May 16, 2012: Add a listing for Saxo Bank.
kanb says
http://www.garp.org/risk-news-and-resources/risk-headlines/story.aspx?newsId=129462
Fellow GARPs, this Saxo Bank crisis should be well documented as a case study.
From risk management prospective, Saxo Bank committed a big mistake.
In its FX business, Saxo Bank makes prices to clients on FX spot, forward and options. That means Saxo Bank is having a principal-to-principal relationship with clients. On their trading platform, the prices are all tradable, and it forms an “offer”. Once the trade is executed on the trading platform, via clients’ action, or orders triggered, that constitutes an “acceptance”. With “offer” and “acceptance”, that is a contract sealed. For whatever reason that one side manipulate the details of the transaction (here it is price), it is a breach of contract. The new price of the contract has no legal power to be enforced because the content is not mutually agreed.
In its letter explaining the methodology of the “re-pricing”, Saxo Bank is confusing itself as an agent. In this business, Saxo Bank is actually the sole market maker from clients’ perspective. There are no other markets. If Saxo Bank explains its methodology with reference to EBS, the client agreements have to be re-written that Saxo Bannk acts as an agent and all trade flows (spot and forward) goes to EBS (and Saxo Bank bears no responsibility on the fills), and each and every trade confirmation with EBS has to be sent to clients. However, it still cannot solve Saxo Bank’s problems in options because it cannot find a sizable marketplace for options similar to EBS.
The key problem of Saxo Bank is its risk control on pricing. As a market maker, Saxo Bank has full discretion to quote a price on its trading platform. The bid price it quote to clients is the price Saxo Bank willing to buy from clients, and the ask price it quote to clients is the price Saxo Bank willing to sell to clients. Therefore, always, Saxo Bank should display a price that it is willing to do buy and sell (for this part the Trading department takes the blame, then the Risk Management department). It cannot first quote clients a price and then twelve hours later tell clients that, sorry, we are going to change your transacted price to another price blah blah blah.

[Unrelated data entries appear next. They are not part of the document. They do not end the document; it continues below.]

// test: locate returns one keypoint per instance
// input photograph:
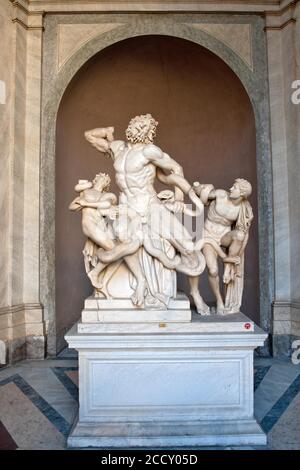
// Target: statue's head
(240, 188)
(141, 129)
(101, 182)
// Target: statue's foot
(94, 279)
(220, 308)
(171, 263)
(200, 305)
(138, 296)
(232, 259)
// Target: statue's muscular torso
(222, 213)
(135, 174)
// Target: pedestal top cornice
(237, 6)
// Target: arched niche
(67, 82)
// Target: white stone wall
(21, 317)
(21, 325)
(283, 37)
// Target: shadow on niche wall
(206, 123)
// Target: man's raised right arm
(100, 138)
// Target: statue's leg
(99, 236)
(94, 274)
(133, 264)
(118, 251)
(213, 275)
(160, 255)
(200, 305)
(234, 241)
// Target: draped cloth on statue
(234, 289)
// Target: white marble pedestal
(167, 384)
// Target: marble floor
(38, 402)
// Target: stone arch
(255, 85)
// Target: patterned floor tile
(28, 424)
(285, 434)
(6, 441)
(38, 403)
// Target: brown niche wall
(206, 123)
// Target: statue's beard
(139, 137)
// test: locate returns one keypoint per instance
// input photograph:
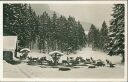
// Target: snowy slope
(26, 71)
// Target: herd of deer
(71, 61)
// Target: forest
(61, 33)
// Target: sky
(90, 13)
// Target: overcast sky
(91, 13)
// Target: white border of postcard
(60, 2)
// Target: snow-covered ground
(26, 71)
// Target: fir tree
(103, 36)
(116, 32)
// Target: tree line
(51, 32)
(110, 39)
(61, 33)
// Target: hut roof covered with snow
(9, 43)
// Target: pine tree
(116, 32)
(94, 37)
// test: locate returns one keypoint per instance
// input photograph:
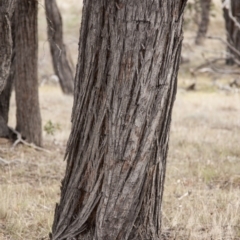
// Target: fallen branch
(20, 140)
(227, 44)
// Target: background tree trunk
(6, 11)
(26, 81)
(7, 61)
(231, 13)
(204, 22)
(58, 50)
(126, 83)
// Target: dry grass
(202, 189)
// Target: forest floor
(202, 189)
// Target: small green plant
(50, 128)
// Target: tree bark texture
(204, 22)
(4, 104)
(26, 78)
(126, 82)
(6, 11)
(232, 23)
(58, 50)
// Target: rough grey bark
(204, 22)
(126, 82)
(6, 11)
(26, 80)
(5, 96)
(7, 61)
(58, 50)
(232, 14)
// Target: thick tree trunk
(26, 81)
(203, 25)
(231, 14)
(58, 50)
(126, 83)
(6, 11)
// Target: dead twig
(20, 140)
(5, 162)
(228, 45)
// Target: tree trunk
(6, 60)
(231, 14)
(6, 11)
(58, 50)
(203, 25)
(26, 81)
(126, 82)
(4, 104)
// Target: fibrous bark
(7, 62)
(6, 11)
(26, 78)
(231, 12)
(126, 81)
(204, 22)
(58, 50)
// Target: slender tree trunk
(6, 62)
(6, 11)
(26, 81)
(231, 14)
(58, 50)
(4, 104)
(203, 25)
(126, 83)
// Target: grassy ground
(202, 189)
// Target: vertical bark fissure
(121, 112)
(204, 21)
(58, 50)
(7, 63)
(6, 11)
(26, 78)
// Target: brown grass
(201, 199)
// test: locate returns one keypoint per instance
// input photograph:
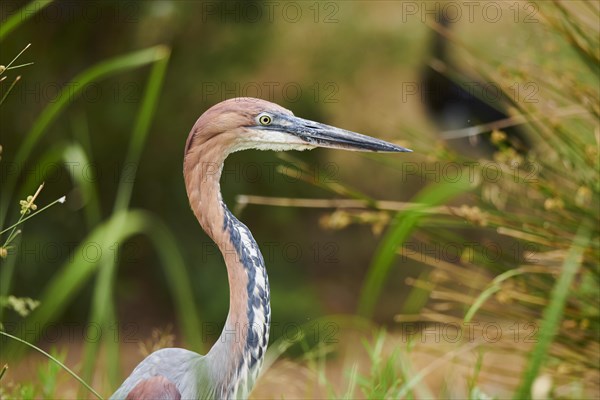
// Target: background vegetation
(401, 242)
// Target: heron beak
(323, 135)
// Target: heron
(230, 368)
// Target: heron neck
(239, 351)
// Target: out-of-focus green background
(353, 64)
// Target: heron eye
(265, 119)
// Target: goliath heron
(231, 367)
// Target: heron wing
(171, 373)
(157, 387)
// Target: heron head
(248, 123)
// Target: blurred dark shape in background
(454, 101)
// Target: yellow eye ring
(265, 119)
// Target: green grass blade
(401, 227)
(52, 111)
(75, 157)
(22, 15)
(553, 313)
(103, 312)
(54, 359)
(73, 275)
(178, 281)
(142, 125)
(6, 273)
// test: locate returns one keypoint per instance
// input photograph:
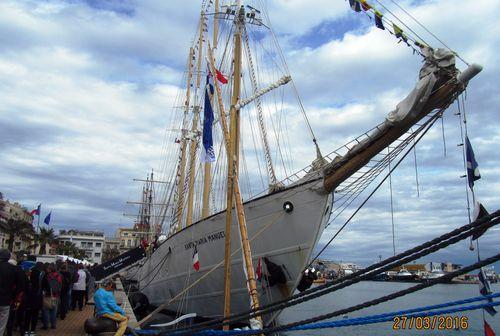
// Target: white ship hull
(286, 239)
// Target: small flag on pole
(472, 167)
(355, 5)
(478, 213)
(399, 33)
(488, 331)
(196, 260)
(220, 77)
(378, 20)
(258, 271)
(36, 211)
(208, 154)
(47, 218)
(365, 5)
(484, 289)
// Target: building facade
(92, 242)
(129, 238)
(111, 243)
(14, 210)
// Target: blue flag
(485, 289)
(208, 143)
(472, 167)
(47, 218)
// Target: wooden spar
(232, 157)
(216, 23)
(207, 175)
(232, 143)
(440, 99)
(194, 129)
(182, 164)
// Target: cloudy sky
(86, 88)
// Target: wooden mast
(194, 129)
(207, 176)
(233, 190)
(182, 164)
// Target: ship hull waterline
(287, 239)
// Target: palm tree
(46, 236)
(70, 249)
(109, 254)
(16, 227)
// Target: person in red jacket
(51, 285)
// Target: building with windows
(129, 238)
(111, 243)
(92, 242)
(14, 210)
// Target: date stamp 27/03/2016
(442, 322)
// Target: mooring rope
(357, 321)
(407, 256)
(426, 311)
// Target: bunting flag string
(365, 6)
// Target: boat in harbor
(240, 224)
(404, 275)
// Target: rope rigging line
(428, 31)
(308, 293)
(392, 208)
(429, 125)
(395, 261)
(423, 312)
(357, 307)
(417, 184)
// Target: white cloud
(93, 91)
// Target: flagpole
(39, 214)
(470, 187)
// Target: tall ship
(236, 215)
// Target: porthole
(288, 207)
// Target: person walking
(51, 285)
(34, 297)
(87, 285)
(105, 305)
(79, 289)
(16, 315)
(9, 287)
(67, 283)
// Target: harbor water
(370, 290)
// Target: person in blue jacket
(106, 306)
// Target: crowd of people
(31, 290)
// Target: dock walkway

Another highlight of the incidence, from a risk management perspective, is how Saxo Bank manages its FX exposure. If clients are selling CHF, to avoid depreciation of the CHF, Saxo Bank should have shorted a certain amount of CHF with its own trading counterparties. Did Saxo Bank get out of its hedge positions before it cut clients’ margin positions? Would it be possible that Saxo Bank got hit by betting bigger than clients and then transferred the losses to clients by manipulating clients’ positions?